Terceirização: conceito, escopo e limites práticos
Terceirização é a contratação de uma empresa especializada para executar atividades de apoio ou até o próprio objeto social, desde que preservados os elementos do vínculo empregatício em relação à tomadora. A gestão do contrato deve evitar subordinação direta, pessoalidade e habitualidade entre tomadora e empregados da contratada, sob pena de caracterização de vínculo e responsabilização ampliada.
Contratos de prestação de serviços: cláusulas essenciais
Para assegurar segurança jurídica, o instrumento contratual deve prever, entre outras, as seguintes cláusulas e anexos:
- Objeto e nível de serviço (SLA) com indicadores de desempenho, prazos, janelas de atendimento e penalidades por descumprimento.
- Alocação de riscos e matriz de responsabilidades, delimitando deveres de cada parte e o modelo de governança (pontos focais, ritos de reunião e escalonamento).
- Compliance trabalhista e previdenciário: obrigação da contratada cumprir a CLT, normas de saúde e segurança, e manter regularidade fiscal.
- Auditoria e direito de verificação (documental e in loco), inclusive acesso a comprovantes de pagamento de salários, benefícios e encargos.
- Treinamento e EHS (saúde, segurança e meio ambiente), com EPIs, ASO e permissões de trabalho quando aplicável.
- Proteção de dados e confidencialidade (LGPD), com políticas de acesso, segregação de funções e devolução/anonimização ao término.

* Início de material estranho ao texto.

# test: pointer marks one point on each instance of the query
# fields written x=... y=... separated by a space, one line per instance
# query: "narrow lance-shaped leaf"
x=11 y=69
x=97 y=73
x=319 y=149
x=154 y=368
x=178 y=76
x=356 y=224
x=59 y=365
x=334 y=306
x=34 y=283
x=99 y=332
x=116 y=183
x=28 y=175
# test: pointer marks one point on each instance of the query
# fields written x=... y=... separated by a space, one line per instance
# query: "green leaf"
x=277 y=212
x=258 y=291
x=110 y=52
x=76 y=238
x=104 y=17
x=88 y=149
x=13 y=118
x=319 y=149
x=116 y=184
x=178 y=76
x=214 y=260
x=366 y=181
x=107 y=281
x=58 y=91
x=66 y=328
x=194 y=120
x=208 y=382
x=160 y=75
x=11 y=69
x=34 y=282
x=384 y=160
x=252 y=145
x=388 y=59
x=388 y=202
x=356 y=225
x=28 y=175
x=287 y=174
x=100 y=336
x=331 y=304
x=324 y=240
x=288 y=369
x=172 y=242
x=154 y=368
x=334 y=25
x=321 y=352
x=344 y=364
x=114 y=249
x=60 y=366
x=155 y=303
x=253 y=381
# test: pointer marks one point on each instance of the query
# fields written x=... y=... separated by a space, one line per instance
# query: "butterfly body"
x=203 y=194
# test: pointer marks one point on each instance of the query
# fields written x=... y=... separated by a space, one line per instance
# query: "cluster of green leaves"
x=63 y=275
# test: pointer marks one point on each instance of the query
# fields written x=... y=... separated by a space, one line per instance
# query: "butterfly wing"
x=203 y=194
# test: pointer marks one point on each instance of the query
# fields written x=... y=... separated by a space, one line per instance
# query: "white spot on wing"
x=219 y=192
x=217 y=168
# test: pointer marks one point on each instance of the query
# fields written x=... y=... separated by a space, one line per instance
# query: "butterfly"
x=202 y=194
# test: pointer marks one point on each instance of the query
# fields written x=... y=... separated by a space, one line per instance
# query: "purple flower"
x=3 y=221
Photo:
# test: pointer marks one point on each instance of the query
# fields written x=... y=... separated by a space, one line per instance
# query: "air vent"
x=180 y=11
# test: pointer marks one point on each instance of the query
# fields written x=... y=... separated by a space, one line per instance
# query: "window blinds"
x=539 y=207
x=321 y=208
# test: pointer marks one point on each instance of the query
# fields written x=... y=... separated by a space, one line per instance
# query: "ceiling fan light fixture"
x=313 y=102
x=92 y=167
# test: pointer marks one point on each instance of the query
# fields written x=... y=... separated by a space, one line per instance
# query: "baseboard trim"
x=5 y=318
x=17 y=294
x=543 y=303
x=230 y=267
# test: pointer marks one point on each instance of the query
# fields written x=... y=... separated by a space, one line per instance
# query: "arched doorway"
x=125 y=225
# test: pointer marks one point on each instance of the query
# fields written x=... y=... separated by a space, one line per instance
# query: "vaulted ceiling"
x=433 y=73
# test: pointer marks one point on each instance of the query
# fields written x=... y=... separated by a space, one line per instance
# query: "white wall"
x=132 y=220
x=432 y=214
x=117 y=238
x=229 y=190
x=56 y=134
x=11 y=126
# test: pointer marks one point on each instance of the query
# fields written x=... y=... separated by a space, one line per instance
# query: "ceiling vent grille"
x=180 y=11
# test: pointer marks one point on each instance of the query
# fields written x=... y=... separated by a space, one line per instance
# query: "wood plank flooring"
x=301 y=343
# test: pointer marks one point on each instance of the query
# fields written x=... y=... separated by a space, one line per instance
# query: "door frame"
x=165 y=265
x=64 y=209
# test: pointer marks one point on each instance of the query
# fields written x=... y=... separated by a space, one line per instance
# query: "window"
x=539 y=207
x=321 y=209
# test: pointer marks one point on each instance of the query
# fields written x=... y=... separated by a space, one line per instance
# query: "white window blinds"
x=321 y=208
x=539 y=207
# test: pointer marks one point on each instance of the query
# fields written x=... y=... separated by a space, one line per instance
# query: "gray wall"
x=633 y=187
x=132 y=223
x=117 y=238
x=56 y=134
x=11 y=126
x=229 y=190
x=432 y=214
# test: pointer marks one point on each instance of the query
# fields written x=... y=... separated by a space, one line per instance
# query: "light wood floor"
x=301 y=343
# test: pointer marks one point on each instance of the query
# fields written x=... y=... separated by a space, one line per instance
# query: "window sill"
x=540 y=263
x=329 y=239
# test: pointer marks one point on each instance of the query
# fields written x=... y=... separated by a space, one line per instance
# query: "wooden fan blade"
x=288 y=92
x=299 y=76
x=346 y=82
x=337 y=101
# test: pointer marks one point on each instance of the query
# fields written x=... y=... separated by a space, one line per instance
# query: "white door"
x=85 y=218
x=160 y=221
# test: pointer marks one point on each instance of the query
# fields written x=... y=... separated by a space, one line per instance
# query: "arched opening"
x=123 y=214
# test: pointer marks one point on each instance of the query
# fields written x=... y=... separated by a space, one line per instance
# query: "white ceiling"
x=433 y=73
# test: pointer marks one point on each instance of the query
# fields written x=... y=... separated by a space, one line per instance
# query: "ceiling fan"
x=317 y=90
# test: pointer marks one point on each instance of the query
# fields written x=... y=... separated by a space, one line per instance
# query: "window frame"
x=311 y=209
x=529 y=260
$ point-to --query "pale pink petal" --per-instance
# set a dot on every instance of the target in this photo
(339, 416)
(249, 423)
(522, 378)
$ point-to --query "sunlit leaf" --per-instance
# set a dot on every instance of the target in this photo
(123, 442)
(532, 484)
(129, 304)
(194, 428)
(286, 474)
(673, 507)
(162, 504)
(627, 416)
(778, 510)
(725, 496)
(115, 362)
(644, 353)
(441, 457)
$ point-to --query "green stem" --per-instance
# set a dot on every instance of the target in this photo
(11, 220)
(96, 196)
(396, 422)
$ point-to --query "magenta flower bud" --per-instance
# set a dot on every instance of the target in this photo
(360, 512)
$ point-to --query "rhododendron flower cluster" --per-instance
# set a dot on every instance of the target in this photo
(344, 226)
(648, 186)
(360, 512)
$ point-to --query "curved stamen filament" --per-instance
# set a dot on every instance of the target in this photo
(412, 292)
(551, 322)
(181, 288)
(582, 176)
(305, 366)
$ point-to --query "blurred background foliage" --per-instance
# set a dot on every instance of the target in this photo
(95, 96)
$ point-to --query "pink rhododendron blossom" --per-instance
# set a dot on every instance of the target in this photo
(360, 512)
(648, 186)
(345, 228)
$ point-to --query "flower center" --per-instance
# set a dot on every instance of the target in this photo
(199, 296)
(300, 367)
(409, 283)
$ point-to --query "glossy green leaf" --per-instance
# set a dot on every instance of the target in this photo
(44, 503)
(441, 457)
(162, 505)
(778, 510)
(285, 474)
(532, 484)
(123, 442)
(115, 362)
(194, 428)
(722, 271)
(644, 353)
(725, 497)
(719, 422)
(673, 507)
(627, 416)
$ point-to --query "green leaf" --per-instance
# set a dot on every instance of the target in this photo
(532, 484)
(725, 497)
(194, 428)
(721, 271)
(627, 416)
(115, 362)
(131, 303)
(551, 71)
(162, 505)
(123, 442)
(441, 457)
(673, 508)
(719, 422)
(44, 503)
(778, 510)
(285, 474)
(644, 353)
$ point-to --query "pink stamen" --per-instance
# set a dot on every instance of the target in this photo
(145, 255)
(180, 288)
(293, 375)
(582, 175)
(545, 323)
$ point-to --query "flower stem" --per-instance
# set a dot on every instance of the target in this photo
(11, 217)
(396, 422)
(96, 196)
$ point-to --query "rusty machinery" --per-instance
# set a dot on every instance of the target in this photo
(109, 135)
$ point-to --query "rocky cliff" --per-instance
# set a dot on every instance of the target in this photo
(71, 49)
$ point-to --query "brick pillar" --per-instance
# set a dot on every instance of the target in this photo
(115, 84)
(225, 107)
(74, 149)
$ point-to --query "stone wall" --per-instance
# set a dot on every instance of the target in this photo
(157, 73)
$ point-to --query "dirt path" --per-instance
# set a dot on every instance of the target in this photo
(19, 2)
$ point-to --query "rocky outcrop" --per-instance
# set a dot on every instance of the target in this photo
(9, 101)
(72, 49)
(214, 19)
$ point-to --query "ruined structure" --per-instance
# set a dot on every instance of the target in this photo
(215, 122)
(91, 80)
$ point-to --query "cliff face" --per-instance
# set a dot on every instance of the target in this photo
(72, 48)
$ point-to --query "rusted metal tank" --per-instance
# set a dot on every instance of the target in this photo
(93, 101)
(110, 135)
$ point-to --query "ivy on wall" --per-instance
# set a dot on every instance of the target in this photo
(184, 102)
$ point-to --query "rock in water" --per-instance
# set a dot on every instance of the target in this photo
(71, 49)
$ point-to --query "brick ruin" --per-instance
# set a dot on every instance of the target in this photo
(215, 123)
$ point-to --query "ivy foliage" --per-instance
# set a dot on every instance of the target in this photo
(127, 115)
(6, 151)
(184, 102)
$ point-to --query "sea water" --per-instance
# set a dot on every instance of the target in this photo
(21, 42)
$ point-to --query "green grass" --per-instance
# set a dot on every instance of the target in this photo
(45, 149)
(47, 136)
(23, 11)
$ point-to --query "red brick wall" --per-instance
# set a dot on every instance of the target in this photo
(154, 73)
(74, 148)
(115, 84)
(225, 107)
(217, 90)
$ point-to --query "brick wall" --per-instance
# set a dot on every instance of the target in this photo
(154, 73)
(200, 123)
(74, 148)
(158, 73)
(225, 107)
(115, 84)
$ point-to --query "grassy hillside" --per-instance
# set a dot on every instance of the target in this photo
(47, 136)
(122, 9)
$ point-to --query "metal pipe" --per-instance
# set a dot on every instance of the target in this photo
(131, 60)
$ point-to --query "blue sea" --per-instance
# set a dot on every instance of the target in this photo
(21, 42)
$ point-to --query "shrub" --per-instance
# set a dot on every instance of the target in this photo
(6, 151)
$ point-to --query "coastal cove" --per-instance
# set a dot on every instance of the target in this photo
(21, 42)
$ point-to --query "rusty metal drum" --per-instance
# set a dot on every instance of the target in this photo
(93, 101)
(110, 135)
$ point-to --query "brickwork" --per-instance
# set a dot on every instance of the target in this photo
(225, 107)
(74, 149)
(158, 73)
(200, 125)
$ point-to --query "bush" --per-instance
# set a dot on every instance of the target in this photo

- Anticorrupção e integridade, vedação a facilitation payments e canal de denúncia acessível aos trabalhadores.
- Plano de transição e término (step-out), incluindo retenção de conhecimento e mitigação de descontinuidade operacional.
Responsabilidade da tomadora: quando é subsidiária ou solidária
A tomadora de serviço pode responder subsidiariamente por créditos trabalhistas dos empregados da contratada quando houver inadimplemento e culpa in vigilando ou in eligendo demonstradas no caso concreto. A responsabilidade solidária é excepcional e decorre de lei ou de conduta equiparável a grupo econômico / intermediação ilícita de mão de obra. A melhor salvaguarda é construir trilhas de auditoria e governança ativa durante toda a execução.
Governança do contrato: fiscalização sem subordinação direta
Fiscalizar resultado, e não a execução pessoal do trabalhador. Boas práticas que reduzem risco:
- Gestão por indicadores (SLA/KPI) e reuniões de performance, com atas e planos de ação.
- Porta única de comunicação entre tomadora e encarregado da contratada (não dar ordens diretas ao trabalhador terceirizado).
- Checklist documental contínuo: GFIP/FGTS, GPS/INSS, folhas e comprovantes de pagamento, PCMSO/PPRA ou PGR, ASO e treinamentos.
- Controle de acesso e credenciais, com revogação imediata ao término do vínculo contratual.
Compliance e prevenção de passivos
Implantar um programa de compliance trabalhista voltado a terceiros: due diligence pré-contratação, onboarding com requisitos legais, monitoramento periódico, canal de denúncias e plano de resposta a incidentes. Contratos mais seguros se sustentam em evidências de fiscalização regular, sem ingerência indevida na gestão de pessoas da contratada.
Checklist rápido para tomadores de serviços
- Due diligence cadastral, trabalhista, fiscal e reputacional da contratada.
- Contrato com SLA, matriz de responsabilidades, compliance e cláusulas de auditoria.
- Rito de governança (reuniões, atas, indicadores, plano de ação).
- Coleta e conferência mensal de documentos trabalhistas e de SSMA.
- Gestão de acessos, LGPD e confidencialidade.
- Plano de término/transferência de atividades e preservação de evidências.